Any Grab::Spider crawler is a set of handlers that process network responses. Each handler can spawn new network requests or just process/save data. The spider add each new request to task queue and process this task when there is free network stream. Each task is assigned a name that defines its type. Each type of task are handles by specific handler. To find the handler the Spider takes name of the task and then looks for task_<name> method.
For example, to handle result of task named "contact_page" we need to define "task_contact_page" method:
... self.add_task(Task('contact_page', url='http://domain.com/contact.html')) ... def task_contact_page(self, grab, task): ...
Constructor of Task Class
Constructor of Task Class accepts multiple arguments.

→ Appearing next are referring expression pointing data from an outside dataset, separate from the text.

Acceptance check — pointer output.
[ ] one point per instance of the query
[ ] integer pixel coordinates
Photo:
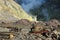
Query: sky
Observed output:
(30, 4)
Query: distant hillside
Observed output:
(11, 11)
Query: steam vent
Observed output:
(17, 24)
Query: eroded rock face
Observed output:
(27, 30)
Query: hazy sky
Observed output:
(29, 4)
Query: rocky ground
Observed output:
(26, 30)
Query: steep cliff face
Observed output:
(11, 11)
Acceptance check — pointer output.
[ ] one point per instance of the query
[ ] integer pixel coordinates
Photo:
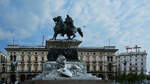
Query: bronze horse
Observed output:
(66, 27)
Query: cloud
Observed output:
(124, 22)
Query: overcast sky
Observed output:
(104, 22)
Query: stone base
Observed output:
(67, 82)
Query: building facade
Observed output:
(132, 62)
(30, 61)
(3, 66)
(100, 61)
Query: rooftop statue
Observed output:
(65, 28)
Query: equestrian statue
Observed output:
(65, 28)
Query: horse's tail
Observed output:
(80, 32)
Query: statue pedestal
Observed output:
(68, 48)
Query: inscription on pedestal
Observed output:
(67, 48)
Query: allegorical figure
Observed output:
(65, 28)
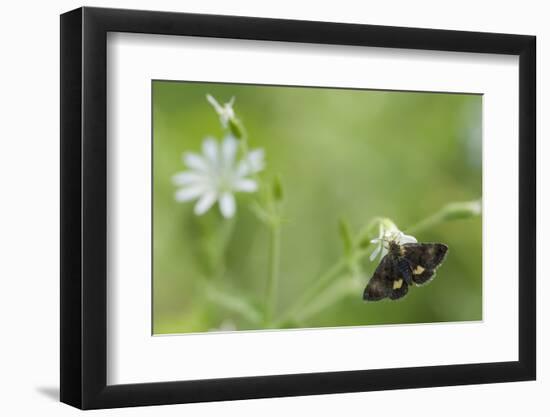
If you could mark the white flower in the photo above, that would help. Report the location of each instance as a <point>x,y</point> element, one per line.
<point>216,175</point>
<point>225,112</point>
<point>389,233</point>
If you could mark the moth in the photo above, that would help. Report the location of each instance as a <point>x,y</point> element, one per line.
<point>403,266</point>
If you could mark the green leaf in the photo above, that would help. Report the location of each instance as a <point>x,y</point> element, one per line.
<point>345,235</point>
<point>278,194</point>
<point>233,303</point>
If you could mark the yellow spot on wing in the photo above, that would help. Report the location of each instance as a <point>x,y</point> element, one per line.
<point>418,270</point>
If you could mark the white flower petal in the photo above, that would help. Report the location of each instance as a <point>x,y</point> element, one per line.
<point>227,205</point>
<point>245,185</point>
<point>210,150</point>
<point>189,193</point>
<point>205,202</point>
<point>406,239</point>
<point>229,149</point>
<point>187,178</point>
<point>196,162</point>
<point>375,253</point>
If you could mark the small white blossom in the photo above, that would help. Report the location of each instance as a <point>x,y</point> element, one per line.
<point>225,111</point>
<point>389,234</point>
<point>216,175</point>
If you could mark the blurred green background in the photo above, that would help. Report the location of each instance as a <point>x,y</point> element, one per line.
<point>351,154</point>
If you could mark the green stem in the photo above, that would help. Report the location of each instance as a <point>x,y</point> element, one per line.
<point>427,223</point>
<point>324,280</point>
<point>273,277</point>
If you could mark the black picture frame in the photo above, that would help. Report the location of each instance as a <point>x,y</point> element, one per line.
<point>84,207</point>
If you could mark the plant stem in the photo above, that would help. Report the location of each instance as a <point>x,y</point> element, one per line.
<point>427,223</point>
<point>324,280</point>
<point>273,277</point>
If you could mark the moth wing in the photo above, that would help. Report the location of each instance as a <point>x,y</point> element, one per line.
<point>381,284</point>
<point>400,288</point>
<point>424,259</point>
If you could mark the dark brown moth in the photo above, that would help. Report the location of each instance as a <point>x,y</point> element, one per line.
<point>404,265</point>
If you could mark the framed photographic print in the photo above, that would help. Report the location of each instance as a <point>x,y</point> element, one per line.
<point>258,208</point>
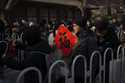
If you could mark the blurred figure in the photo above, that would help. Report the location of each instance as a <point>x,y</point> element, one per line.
<point>106,36</point>
<point>2,30</point>
<point>87,44</point>
<point>32,37</point>
<point>122,35</point>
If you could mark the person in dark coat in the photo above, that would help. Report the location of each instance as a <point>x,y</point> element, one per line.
<point>106,36</point>
<point>2,30</point>
<point>88,44</point>
<point>34,43</point>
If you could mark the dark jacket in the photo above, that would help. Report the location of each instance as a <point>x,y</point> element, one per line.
<point>108,40</point>
<point>32,59</point>
<point>88,44</point>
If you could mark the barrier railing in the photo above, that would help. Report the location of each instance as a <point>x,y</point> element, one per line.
<point>27,70</point>
<point>101,68</point>
<point>58,64</point>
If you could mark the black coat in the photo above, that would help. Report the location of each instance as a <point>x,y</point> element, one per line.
<point>32,59</point>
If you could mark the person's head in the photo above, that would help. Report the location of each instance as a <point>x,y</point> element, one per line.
<point>32,35</point>
<point>101,27</point>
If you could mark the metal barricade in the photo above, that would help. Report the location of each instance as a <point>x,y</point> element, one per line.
<point>108,56</point>
<point>58,64</point>
<point>27,70</point>
<point>96,54</point>
<point>4,47</point>
<point>81,66</point>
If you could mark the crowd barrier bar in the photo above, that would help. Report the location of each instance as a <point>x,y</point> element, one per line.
<point>104,65</point>
<point>51,68</point>
<point>91,61</point>
<point>27,70</point>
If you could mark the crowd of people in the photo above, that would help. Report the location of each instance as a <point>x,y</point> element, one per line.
<point>58,41</point>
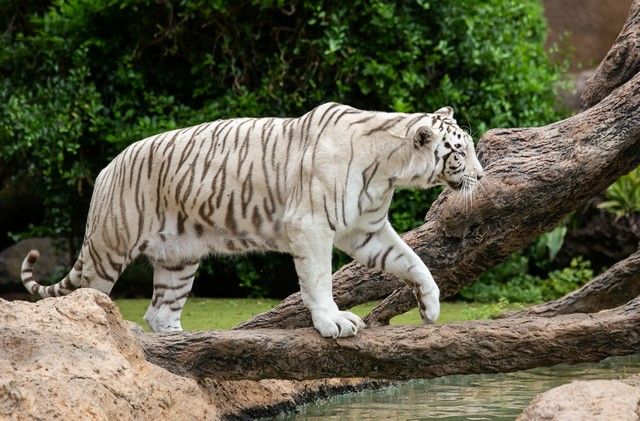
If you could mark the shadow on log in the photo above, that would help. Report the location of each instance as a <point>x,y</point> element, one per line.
<point>534,177</point>
<point>406,352</point>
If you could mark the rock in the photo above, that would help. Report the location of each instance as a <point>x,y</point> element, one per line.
<point>53,260</point>
<point>586,400</point>
<point>74,358</point>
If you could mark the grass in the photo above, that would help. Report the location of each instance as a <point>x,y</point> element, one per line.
<point>223,313</point>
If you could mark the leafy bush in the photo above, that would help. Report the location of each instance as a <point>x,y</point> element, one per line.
<point>511,282</point>
<point>623,196</point>
<point>85,78</point>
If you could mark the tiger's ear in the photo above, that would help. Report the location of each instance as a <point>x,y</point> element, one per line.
<point>446,112</point>
<point>423,136</point>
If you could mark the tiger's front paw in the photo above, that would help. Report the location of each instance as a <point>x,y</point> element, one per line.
<point>428,304</point>
<point>337,324</point>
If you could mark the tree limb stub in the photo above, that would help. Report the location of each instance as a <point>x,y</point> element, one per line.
<point>534,177</point>
<point>406,352</point>
<point>615,286</point>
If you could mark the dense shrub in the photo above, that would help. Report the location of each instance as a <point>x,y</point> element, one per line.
<point>85,78</point>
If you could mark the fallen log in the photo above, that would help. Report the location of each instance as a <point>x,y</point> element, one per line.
<point>621,63</point>
<point>615,286</point>
<point>406,352</point>
<point>533,178</point>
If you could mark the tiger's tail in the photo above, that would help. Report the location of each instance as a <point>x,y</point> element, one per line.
<point>67,285</point>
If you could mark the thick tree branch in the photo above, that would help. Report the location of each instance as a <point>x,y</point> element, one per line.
<point>406,352</point>
<point>619,284</point>
<point>534,178</point>
<point>620,65</point>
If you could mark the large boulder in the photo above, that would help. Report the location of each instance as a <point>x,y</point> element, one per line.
<point>75,358</point>
<point>54,259</point>
<point>586,400</point>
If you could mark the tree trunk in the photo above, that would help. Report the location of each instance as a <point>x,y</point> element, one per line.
<point>616,286</point>
<point>534,177</point>
<point>406,352</point>
<point>621,64</point>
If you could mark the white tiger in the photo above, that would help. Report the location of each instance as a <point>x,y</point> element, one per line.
<point>295,185</point>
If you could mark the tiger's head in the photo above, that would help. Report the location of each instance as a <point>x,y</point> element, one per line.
<point>448,151</point>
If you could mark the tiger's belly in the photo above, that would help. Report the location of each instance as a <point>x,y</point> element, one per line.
<point>197,239</point>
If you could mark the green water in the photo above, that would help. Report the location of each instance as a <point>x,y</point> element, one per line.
<point>468,397</point>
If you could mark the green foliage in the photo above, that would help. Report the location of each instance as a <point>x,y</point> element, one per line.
<point>511,281</point>
<point>85,78</point>
<point>623,196</point>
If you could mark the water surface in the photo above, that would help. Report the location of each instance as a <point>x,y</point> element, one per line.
<point>460,397</point>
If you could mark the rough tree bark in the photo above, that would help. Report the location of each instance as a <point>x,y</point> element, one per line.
<point>621,63</point>
<point>534,177</point>
<point>617,285</point>
<point>406,352</point>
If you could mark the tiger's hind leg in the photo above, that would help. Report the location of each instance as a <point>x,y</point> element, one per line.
<point>171,287</point>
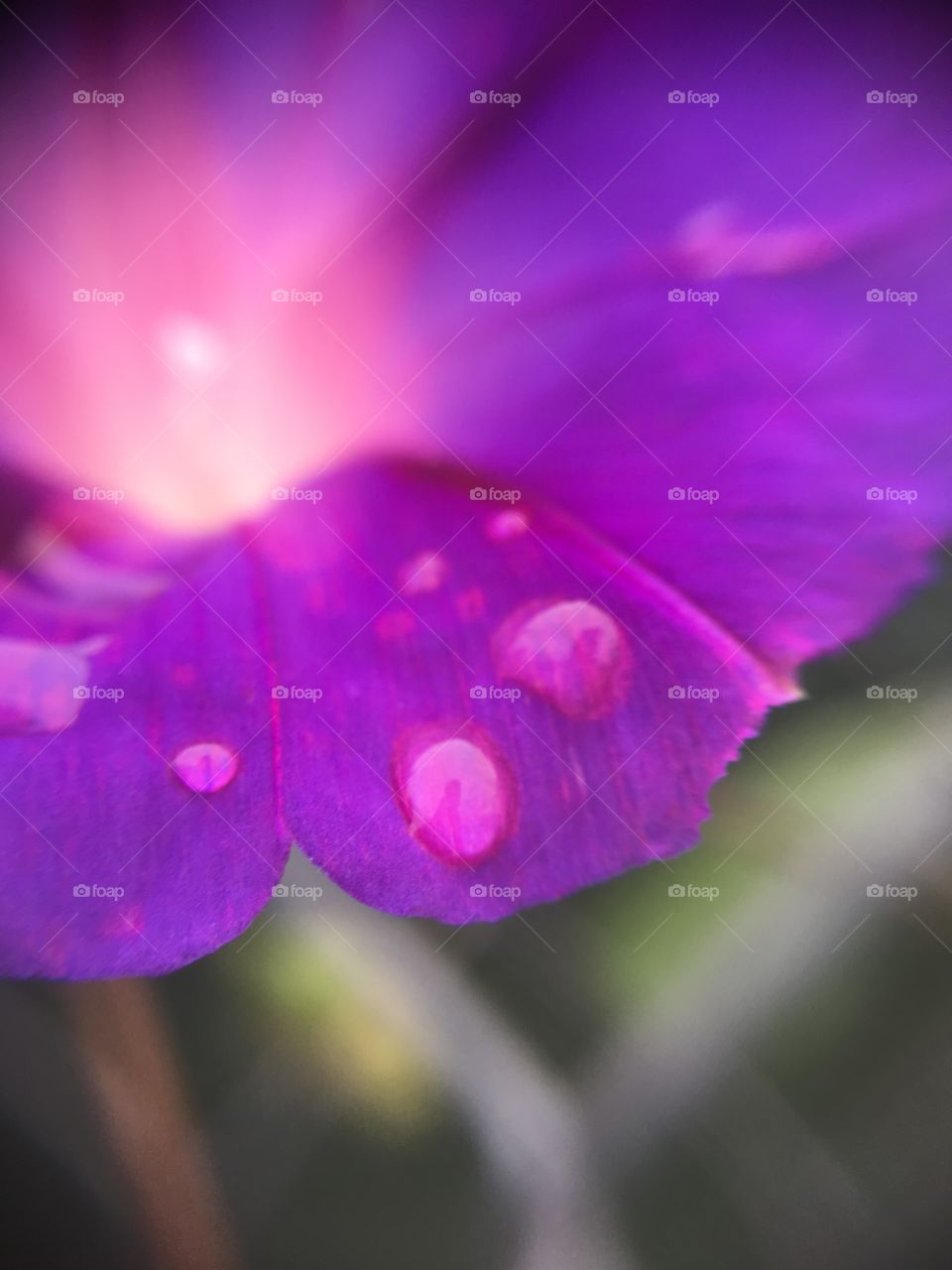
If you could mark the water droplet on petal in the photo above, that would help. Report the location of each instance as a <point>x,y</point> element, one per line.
<point>425,572</point>
<point>206,767</point>
<point>572,654</point>
<point>457,794</point>
<point>42,686</point>
<point>506,526</point>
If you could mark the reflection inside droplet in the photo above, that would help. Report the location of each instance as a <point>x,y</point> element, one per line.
<point>457,795</point>
<point>572,653</point>
<point>42,686</point>
<point>206,767</point>
<point>425,572</point>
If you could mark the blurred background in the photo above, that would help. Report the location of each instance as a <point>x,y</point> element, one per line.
<point>751,1074</point>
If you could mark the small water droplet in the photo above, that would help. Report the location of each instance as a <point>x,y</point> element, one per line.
<point>206,767</point>
<point>506,526</point>
<point>457,794</point>
<point>572,654</point>
<point>425,572</point>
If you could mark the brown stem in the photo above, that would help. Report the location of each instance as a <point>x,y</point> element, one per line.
<point>132,1070</point>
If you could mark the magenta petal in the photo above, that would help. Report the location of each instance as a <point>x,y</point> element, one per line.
<point>484,708</point>
<point>128,851</point>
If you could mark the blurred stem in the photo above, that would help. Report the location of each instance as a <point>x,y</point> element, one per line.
<point>126,1049</point>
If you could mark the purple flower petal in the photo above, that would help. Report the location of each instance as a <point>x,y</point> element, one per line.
<point>136,780</point>
<point>484,708</point>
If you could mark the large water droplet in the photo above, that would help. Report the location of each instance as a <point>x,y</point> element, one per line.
<point>457,794</point>
<point>206,767</point>
<point>572,653</point>
<point>42,686</point>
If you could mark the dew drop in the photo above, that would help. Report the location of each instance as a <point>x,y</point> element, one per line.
<point>206,767</point>
<point>424,572</point>
<point>457,794</point>
<point>572,654</point>
<point>506,526</point>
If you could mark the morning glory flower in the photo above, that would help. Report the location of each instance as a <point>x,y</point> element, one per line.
<point>436,437</point>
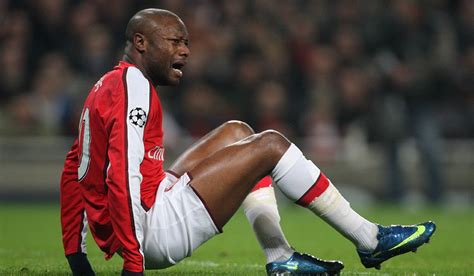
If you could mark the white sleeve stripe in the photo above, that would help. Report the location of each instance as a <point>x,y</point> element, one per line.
<point>138,98</point>
<point>84,233</point>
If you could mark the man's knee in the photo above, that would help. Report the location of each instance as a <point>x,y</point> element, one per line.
<point>272,141</point>
<point>238,129</point>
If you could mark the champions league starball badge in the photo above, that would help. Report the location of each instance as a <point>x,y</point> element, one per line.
<point>137,116</point>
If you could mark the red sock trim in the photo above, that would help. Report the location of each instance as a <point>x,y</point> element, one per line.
<point>263,183</point>
<point>321,184</point>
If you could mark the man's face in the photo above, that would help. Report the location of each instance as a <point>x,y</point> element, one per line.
<point>167,52</point>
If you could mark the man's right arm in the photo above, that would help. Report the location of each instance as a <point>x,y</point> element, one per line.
<point>73,217</point>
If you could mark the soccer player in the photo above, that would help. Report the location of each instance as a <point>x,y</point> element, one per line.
<point>113,178</point>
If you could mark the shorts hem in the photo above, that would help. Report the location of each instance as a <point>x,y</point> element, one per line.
<point>219,229</point>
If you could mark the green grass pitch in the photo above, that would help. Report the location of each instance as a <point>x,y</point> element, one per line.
<point>30,244</point>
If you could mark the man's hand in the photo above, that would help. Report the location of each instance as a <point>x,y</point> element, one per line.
<point>79,265</point>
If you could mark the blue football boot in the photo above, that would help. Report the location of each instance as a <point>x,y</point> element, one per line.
<point>304,264</point>
<point>395,240</point>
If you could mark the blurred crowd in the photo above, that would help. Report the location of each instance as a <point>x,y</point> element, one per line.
<point>309,68</point>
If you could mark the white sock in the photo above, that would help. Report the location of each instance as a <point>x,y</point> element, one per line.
<point>301,181</point>
<point>261,210</point>
<point>336,210</point>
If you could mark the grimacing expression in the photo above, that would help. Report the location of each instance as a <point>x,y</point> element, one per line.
<point>167,52</point>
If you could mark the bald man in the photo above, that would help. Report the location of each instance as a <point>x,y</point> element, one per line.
<point>114,181</point>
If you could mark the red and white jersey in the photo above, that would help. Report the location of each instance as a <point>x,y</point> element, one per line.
<point>118,158</point>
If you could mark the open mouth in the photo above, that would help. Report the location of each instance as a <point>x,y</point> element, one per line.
<point>177,66</point>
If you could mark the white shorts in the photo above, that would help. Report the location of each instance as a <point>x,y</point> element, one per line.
<point>176,225</point>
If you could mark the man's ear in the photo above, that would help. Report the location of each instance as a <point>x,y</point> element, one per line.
<point>139,42</point>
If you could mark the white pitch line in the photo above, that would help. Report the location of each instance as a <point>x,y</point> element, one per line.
<point>214,264</point>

At least you have to specify URL of requested document OR the configured Grab object. Next, you see examples of different task creation. All three examples do the same:
# Using `url` argument t = Task('wikipedia', url 'http://wikipedia.org/') # Using Grab intance g = Grab() g.setup(url='http://wikipedia.org/') t = Task('wikipedia', grab=g) # Using configured state of Grab instance g = Grab() g.setup(url='http://wikipedia.org/') config = g.dump_config() t = Task('wikipedia', grab_config=config)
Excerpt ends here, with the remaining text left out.